At the Monday, Feb. 25 Guilford County Board of Commissioners retreat, the board voted to approve a controversial construction contract for a $14-million Emergency Services vehicle maintenance facility, but only after a heated exchange in which Democratic Commissioner Skip Alston raked county staff over the coals and then got into it with the Republican commissioners.
The contract that calls for New Atlantic Contracting Inc. out of Winston-Salem to build the long-awaited maintenance center has been under consideration since last month when the firm’s total lack of black-owned business participation in that contract became an issue. Those same tensions erupted late in the day Monday – the first day of the county commissioners two-day annual retreat – causing a very long and uncomfortable exchange between Alston and Deputy County Manager Clarence Grier, who is the highest ranking African-American Guilford County staff member.
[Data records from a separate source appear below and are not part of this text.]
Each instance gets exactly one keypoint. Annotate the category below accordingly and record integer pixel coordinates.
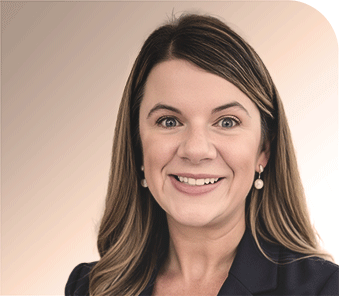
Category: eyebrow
(160, 106)
(230, 105)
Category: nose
(196, 146)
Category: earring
(259, 183)
(143, 181)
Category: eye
(228, 122)
(168, 122)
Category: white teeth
(197, 182)
(200, 182)
(191, 181)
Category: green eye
(168, 122)
(228, 122)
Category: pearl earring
(143, 181)
(259, 183)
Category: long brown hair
(133, 236)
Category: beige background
(64, 66)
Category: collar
(251, 272)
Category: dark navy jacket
(252, 274)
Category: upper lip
(197, 176)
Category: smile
(196, 182)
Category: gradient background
(64, 66)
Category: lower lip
(193, 190)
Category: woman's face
(201, 144)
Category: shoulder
(78, 281)
(281, 271)
(309, 275)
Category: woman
(204, 196)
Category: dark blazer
(252, 274)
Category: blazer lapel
(251, 272)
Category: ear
(263, 157)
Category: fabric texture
(252, 273)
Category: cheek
(157, 152)
(241, 156)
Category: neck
(197, 253)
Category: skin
(197, 137)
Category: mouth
(196, 182)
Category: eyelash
(234, 119)
(161, 120)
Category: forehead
(185, 85)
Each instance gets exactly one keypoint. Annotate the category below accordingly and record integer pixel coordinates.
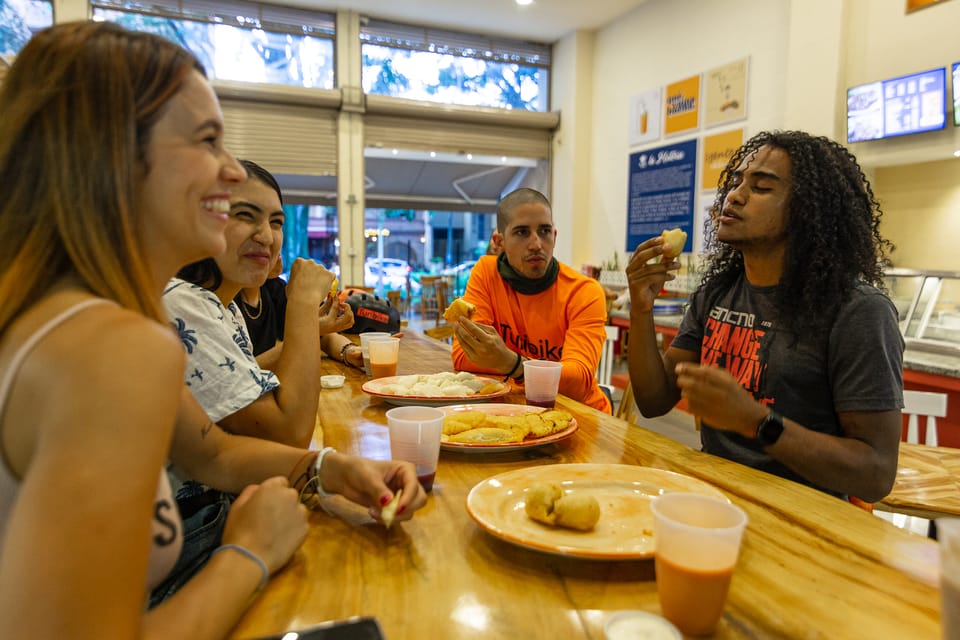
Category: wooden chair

At a meeting in mid-January, Alston blew up over the fact that New Atlantic’s proposal included no black business participation at all. Alston said he’d made a motion 45 days earlier for staff to follow up on the matter and he said that clearly hadn’t been done.
From the start, Alston was unrelenting as he grilled Grier, at times making things very uncomfortable in the large meeting room at NOAH’S Event Venue in High Point where the meeting was held.
Grier, standing at the podium, clearly didn’t want to have this discussion in public.
“We probably need to sit down and go through that information, you and I…” Grier said, but Alston would have none of it.
“I’ll get you to go through it nowbecause you’re the staff and it’s your job,” Alston said.
Alston appeared to be angry because he didn’t believe Grier and other county staff had adequately investigated the situation and made every effort to comply with a January directive from the Board of Commissioners to follow up with New Atlantic, make sure it had attempted to contract with black construction businesses and convince the company to undertake further efforts to increase the percentage of black subcontractors. In January, the black participation had been zero but now it was about one-tenth of 1 percent.
Alston said that it didn’t seem like Grier and the county’s new minority and women-owned business enterprise (MWBE) director had actively followed up but Alston said he was giving the new MWBE director a pass because she had just joined the county.
“So you’re satisfied with one-tenth of one percent?” Alston asked Grier.
“No, we weren’t satisfied with that,” Grier said. “I think, with the timing of everything, they couldn’t increase it…”
Alston said 3.7 percent of the work was going to Hispanic firms and that meant that 97 percent of the money would go to companies owned by whites.
“So the intent wasn’t there in the beginning and, after 45 days, it did not increase,” Alston said.
The grilling went on for perhaps 15 minutes with no one else in the room saying a word or trying to jump in to ease the tension.
Since Alston wasn’t pleased with New Atlantic’s proposal – and the other the four firms that bid on the project also didn’t have any significant black participation in their proposals – Alston made a motion that the county throw out all the bids and start from scratch with a new bid process.
The board’s two other black commissioners – Carolyn Coleman and Carlvena Foster – also spoke in support of Alston’s motion; however, in the end that motion failed 5 to 4 with the three black commissioners, all Democrats, being joined in their losing vote by fellow Democratic Commissioner Kay Cashion.
Commissioner Alan Perdue, who served for years as Guilford County’s Emergency Services director before retiring from that job and being elected to the board, made a motion that the county to enter into the contract with New Atlantic. That was the exact opposite of what an angry Alston was seeking.
“This process has been on the table for quite a long time and we have the lowest responsive and responsible bid,” Perdue said. “I think, by statute, we have an obligation – we’ve got an obligation to all the taxpayers, not just a certain segment to try and keep one goal.”
Perdue’s motion passed on the sole support of the board’s five white Republicans – a fact that Alston pointed out loudly.
The contract total comes to $12.1 million since some of the project’s $14-million cost will go toward furnishings and equipment.